# tablet video to desk top or lap top



## gdc (Aug 17, 2014)

hi, is it possible to make a video on my tablet and down load it to my lap top. my tablet is an ellipsis 8


----------



## Bob Sanders (Nov 10, 2013)

Sure. You will need a usb to micro usb cord.... or if your laptop has wifi or bluetooth you can download that way too.


----------



## PD_Lape (Nov 19, 2014)

yeah it's actually rather easy. you only need a micro usb - usb cord. connect it on both ends then cut or copy the file. you can also use google drive or dropbox if you don't have the chord. all you will need to do is sync the files on google drive/dropbox and you should be able to access it on any of your other devices.
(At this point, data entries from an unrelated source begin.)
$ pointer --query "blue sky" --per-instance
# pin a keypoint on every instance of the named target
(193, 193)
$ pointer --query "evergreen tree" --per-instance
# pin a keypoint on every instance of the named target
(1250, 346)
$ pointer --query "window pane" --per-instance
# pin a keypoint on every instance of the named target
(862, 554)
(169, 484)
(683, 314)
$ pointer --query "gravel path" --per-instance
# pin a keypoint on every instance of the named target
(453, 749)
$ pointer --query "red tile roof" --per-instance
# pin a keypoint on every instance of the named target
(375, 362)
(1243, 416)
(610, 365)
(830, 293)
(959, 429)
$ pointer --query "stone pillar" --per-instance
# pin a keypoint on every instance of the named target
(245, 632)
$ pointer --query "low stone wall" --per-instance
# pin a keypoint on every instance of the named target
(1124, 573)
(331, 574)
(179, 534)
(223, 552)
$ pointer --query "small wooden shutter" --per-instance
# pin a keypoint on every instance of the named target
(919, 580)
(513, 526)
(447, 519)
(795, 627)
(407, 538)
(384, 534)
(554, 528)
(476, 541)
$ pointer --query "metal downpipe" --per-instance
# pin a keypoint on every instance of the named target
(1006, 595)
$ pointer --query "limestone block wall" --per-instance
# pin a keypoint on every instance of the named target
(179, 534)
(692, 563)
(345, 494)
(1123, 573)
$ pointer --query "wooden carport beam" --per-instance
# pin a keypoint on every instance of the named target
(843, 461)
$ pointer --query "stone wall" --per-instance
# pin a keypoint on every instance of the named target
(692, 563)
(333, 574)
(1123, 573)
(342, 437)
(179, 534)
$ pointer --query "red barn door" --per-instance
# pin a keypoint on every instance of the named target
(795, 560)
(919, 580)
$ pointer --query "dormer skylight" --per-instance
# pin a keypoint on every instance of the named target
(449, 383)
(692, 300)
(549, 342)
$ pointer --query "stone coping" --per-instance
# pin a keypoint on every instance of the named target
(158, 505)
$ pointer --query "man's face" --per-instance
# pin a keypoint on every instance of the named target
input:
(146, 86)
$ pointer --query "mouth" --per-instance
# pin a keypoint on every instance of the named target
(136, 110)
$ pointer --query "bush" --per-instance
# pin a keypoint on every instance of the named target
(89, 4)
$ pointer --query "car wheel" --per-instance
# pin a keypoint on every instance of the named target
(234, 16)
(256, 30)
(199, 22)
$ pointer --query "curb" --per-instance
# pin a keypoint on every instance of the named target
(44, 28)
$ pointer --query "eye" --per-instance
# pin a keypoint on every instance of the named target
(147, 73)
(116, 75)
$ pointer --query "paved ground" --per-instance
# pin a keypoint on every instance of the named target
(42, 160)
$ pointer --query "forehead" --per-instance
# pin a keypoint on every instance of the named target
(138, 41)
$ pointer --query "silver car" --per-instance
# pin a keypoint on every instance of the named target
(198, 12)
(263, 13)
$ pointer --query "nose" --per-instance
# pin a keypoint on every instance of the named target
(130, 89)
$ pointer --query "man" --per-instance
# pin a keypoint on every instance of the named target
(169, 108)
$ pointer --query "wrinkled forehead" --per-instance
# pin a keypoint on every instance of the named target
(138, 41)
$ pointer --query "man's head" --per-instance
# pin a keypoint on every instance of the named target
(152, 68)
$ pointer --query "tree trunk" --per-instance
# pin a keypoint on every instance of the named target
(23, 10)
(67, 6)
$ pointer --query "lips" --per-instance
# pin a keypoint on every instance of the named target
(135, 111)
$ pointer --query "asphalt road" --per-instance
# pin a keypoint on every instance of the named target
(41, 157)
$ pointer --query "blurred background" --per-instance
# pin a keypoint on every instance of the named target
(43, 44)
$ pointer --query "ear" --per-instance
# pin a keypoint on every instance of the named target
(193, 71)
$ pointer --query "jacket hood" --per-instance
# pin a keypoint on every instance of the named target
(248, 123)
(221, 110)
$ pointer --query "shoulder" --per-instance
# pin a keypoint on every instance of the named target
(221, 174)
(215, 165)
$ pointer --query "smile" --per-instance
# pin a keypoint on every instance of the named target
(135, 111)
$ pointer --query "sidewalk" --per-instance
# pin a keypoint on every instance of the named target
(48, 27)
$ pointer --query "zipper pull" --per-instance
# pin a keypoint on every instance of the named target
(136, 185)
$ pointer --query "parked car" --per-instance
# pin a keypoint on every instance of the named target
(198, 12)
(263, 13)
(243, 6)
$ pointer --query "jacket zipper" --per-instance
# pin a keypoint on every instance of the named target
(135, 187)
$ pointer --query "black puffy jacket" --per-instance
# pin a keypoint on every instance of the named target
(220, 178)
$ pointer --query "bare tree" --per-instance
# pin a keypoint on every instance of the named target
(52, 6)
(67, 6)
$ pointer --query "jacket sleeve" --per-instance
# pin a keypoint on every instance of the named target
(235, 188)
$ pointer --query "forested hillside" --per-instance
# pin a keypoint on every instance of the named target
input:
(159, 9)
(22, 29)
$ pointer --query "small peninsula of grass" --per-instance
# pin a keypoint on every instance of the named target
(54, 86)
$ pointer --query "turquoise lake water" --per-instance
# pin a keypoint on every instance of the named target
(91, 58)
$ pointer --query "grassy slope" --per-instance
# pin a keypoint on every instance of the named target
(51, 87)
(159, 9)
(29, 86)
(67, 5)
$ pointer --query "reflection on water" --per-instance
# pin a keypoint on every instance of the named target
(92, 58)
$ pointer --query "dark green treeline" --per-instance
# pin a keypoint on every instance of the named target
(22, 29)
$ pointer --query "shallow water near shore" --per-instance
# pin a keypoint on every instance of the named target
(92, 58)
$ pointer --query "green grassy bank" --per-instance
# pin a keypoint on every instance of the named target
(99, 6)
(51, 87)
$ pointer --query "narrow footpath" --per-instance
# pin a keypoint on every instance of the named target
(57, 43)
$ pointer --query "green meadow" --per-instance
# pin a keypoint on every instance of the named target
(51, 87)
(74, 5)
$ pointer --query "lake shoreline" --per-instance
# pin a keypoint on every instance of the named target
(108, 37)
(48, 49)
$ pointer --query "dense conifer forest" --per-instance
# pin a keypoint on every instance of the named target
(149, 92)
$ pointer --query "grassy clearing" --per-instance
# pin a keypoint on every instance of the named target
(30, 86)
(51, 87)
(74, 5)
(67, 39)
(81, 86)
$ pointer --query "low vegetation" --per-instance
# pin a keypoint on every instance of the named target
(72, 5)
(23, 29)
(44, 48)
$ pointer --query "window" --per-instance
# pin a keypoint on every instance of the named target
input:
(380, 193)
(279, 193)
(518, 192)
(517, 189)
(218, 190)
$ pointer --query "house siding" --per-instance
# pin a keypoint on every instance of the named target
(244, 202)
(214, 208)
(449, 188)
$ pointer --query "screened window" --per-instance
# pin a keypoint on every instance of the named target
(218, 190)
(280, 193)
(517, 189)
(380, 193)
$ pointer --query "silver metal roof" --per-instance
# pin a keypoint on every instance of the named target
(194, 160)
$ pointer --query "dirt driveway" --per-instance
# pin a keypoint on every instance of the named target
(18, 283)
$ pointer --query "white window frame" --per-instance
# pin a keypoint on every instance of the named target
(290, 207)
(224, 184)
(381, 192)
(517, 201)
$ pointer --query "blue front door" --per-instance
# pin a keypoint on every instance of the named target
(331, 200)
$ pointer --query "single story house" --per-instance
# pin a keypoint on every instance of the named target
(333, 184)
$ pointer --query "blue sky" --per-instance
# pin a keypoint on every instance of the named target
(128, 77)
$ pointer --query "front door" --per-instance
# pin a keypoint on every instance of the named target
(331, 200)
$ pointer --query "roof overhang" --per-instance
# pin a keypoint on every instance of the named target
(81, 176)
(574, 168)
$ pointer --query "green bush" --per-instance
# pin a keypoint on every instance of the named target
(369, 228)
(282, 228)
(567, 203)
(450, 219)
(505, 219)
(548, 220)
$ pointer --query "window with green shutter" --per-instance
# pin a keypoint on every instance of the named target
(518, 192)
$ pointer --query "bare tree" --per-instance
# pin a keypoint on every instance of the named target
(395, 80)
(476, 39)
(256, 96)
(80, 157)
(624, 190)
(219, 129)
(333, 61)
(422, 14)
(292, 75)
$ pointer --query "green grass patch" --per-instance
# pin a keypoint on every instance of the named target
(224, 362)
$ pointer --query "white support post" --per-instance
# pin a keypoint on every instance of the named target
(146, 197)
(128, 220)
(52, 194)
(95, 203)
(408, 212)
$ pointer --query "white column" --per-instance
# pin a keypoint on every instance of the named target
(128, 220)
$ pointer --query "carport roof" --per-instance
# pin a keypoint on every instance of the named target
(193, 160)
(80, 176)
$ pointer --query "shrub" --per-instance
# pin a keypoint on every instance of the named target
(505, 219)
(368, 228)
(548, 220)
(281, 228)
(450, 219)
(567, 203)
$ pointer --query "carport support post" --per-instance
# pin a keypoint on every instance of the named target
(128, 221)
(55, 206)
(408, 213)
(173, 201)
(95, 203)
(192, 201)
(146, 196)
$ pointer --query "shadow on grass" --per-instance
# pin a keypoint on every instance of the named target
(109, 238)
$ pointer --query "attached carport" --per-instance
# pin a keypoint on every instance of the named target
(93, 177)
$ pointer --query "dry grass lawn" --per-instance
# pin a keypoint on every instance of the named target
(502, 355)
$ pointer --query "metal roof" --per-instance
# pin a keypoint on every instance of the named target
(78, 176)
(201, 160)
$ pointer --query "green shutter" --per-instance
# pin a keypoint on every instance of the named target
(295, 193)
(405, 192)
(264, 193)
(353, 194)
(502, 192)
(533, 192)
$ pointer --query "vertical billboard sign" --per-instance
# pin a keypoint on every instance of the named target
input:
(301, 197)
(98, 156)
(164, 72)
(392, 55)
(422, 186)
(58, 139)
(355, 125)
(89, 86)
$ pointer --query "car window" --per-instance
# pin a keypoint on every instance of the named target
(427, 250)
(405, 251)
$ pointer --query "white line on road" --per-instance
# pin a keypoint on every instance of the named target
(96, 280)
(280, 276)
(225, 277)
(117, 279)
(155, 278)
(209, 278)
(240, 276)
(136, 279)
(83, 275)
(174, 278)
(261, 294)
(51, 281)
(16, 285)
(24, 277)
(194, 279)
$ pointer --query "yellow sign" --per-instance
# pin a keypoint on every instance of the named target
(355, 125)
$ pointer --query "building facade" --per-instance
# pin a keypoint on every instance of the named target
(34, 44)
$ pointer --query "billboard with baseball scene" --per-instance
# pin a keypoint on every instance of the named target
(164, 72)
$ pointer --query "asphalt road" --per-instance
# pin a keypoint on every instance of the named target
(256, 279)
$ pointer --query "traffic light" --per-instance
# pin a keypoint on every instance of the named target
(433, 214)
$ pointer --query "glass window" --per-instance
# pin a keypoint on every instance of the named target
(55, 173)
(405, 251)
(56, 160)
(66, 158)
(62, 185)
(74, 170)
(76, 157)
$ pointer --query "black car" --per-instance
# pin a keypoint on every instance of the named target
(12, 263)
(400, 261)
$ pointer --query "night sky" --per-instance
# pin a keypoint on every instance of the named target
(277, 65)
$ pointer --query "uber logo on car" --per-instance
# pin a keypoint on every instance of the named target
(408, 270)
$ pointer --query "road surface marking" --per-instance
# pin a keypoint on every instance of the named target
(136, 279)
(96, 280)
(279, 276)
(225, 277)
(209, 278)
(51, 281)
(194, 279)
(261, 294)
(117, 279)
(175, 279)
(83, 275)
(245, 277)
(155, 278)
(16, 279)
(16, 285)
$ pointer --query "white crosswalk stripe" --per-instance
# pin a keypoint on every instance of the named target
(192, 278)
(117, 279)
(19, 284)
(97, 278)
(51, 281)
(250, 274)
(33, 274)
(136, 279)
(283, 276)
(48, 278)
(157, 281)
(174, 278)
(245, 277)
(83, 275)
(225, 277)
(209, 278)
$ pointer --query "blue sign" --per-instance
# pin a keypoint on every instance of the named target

cord sample : http://www.amazon.com/Micro-USB-to-Cable/dp/B004GETLY2


----------



## Plump (Feb 10, 2011)

Dropbox, Google Drive, Bluetooth file transfer, email it to yourself, Pushbullet, heck, Chromecast to your TV.


----------



## gdc (Aug 17, 2014)

*tablet video to desk top*

hi thanks to all. I have the cable so I will try/do that method


----------



## talukdar (Mar 29, 2015)

Yes, you may solved your problem now. I think UsB cable/Wifi is the best for sharing files between laptop and tablet.


----------